Will EU backstop promises help Theresa May to win her Brexit vote?

As I understand it, the backstop changes agreed by EU and UK negotiators would "protect UK from bad faith" by EU in negotiations over the coming two years on putting in place alternative arrangements either to replace the backstop or prevent the backstop ever being needed.

However it won't guarantee that the backstop could not be permanent.

So I really don't see how Geoffrey Cox could drop his formal legal advice of last November that "the protocol [which contains the backstop] would endure indefinitely until a superseding agreement took its place" and the "Withdrawal Agreement cannot provide a legal means of compelling the EU to conclude such an agreement".

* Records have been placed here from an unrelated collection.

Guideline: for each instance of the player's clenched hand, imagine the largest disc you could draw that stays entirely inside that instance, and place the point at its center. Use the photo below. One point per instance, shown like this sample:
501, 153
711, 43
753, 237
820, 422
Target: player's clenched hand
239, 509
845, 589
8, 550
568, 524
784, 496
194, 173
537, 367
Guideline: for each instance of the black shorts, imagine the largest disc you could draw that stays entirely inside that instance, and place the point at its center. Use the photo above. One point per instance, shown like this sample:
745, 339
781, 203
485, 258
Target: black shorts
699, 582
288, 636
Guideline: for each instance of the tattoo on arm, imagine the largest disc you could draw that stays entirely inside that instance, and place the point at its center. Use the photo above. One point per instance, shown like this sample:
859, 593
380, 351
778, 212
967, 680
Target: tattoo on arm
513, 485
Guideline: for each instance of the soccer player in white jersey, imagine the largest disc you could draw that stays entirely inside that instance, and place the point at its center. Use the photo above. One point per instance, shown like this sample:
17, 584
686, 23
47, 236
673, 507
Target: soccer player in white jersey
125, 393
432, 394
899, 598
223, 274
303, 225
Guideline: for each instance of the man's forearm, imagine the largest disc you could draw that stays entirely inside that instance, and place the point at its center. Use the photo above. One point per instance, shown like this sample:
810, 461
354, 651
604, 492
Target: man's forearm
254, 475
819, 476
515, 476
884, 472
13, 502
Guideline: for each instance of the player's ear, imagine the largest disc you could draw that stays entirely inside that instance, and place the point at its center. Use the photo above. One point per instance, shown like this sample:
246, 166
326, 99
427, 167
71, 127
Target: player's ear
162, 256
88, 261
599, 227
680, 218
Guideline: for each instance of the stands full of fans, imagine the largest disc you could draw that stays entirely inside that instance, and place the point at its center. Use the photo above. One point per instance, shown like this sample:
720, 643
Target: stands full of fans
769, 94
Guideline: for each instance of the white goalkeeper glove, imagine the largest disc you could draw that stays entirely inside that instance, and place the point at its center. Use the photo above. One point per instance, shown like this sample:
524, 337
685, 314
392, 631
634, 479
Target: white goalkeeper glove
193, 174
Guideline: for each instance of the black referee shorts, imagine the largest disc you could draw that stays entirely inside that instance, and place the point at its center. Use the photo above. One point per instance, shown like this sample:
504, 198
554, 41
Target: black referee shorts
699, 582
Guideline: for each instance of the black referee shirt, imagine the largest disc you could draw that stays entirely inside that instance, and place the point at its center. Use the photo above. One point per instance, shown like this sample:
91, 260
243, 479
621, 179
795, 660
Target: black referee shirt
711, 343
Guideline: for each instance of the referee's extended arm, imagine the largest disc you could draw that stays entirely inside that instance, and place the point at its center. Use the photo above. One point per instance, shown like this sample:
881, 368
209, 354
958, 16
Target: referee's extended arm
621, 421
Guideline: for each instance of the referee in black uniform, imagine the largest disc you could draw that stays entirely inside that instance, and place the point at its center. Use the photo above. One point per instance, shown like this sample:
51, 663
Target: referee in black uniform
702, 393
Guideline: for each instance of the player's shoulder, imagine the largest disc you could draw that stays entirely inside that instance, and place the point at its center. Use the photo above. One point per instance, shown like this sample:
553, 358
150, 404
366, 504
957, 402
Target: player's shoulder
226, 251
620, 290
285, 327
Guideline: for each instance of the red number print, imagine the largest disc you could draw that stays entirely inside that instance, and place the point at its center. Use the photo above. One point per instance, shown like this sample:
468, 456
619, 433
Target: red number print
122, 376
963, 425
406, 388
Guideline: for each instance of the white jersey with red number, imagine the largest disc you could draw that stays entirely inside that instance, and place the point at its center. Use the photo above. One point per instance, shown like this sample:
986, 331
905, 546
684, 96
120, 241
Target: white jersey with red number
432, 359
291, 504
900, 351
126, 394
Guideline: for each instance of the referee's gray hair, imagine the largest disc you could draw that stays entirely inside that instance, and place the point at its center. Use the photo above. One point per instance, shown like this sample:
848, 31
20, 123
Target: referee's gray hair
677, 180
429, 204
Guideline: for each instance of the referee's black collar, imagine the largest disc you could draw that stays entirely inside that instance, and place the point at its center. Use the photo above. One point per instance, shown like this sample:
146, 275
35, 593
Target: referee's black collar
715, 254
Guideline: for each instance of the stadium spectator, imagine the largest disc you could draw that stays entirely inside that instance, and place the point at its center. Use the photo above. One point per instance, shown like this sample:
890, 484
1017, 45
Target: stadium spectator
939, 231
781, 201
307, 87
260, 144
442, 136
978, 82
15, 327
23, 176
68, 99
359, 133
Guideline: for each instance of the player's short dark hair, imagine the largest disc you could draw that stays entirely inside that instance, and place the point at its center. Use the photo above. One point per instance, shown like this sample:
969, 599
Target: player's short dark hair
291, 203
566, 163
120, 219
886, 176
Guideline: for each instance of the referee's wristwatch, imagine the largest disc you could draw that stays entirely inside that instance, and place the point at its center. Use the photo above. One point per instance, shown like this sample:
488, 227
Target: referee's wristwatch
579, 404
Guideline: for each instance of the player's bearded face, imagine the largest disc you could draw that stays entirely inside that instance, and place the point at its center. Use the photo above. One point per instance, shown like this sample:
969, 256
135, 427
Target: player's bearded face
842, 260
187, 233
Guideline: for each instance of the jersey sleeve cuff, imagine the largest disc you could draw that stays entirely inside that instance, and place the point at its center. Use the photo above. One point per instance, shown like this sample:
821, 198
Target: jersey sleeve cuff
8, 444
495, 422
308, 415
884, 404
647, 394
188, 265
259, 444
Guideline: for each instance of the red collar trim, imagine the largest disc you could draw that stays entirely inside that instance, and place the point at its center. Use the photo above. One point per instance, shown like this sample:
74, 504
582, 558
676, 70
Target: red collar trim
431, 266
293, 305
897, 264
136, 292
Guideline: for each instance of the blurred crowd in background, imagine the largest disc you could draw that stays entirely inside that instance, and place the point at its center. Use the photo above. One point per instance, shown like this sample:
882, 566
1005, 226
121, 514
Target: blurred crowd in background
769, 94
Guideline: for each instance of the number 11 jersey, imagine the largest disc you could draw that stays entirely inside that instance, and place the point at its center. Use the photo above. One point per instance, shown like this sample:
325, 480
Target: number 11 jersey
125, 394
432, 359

Attorney General Geoffrey Cox. Credit: PA

So although what has been agreed, and will be announced by Theresa May and Jean Claude-Junker in a couple of hours, will be "legally meaningful", it surely cannot mean the prime minister would secure ratification of her deal by MPs tomorrow.

Because the majority of ERG Brexiter Tory MPs, perhaps 60 odd or more, would still vote against her Brexit plan.

That said the EU and UK government lawyers thought even on Saturday that the legal instrument they had tentatively agreed would have warranted a change of legal opinion as to the risk of backstop becoming permanent.

But Mr Cox disagreed, and we’ll see whether he still does.